Fall here is like a plate of cut/up crisp green apples and peeled cucumbers and maybe celery with a small fan directing the smell into your nose, and into your brain. At the risk of waxing excessisve, it’s like an unwarm shower on a hot day, the water cooling your scalp as you put your hair under the stream. It’s perfect in almost every way. It’s a weather I no longer know how to dress for, putting on a layer, stepping outside, putting on another, jumping up and down in the perfectly-asphalted driveway in a Dick Tracy backdrop to gauge if I’ll be warm enough, too warm once I get up and out and into the world of peewee football players and their matching littler sisters, already dressed as cheerleaders with matching team-colored ribbons in their hair.

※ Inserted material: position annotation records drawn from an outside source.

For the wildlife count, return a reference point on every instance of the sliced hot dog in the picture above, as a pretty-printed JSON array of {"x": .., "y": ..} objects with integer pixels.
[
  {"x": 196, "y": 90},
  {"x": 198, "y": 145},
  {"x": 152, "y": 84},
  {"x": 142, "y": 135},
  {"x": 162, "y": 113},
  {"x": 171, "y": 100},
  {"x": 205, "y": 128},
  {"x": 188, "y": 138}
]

It’s perfect outside, all blue sky and puffy clouds, phyllo-like leaves rutling by, forming tiny remolinos (whirlpools in the wind) and spinning off into the distance. Unexpected puddles that splorch when I step in them, wetting my socks and chilling my feet with a cold so sudden that it doesn’t register as cold at all, just as sharp.
Mainly, right outside, it feels a little bit like a bowling alley shoe. You put it on tentatively, not knowing if it will fit properly, or at all. Little by little, it becomes comfortable, but still not your own. In the end, you return it and put on your own well-molded-to-your-feet footwear. And now they feel strangely cold, yet exactly right. But you can’t go bowling in them. But how often do you really go bowling anyway?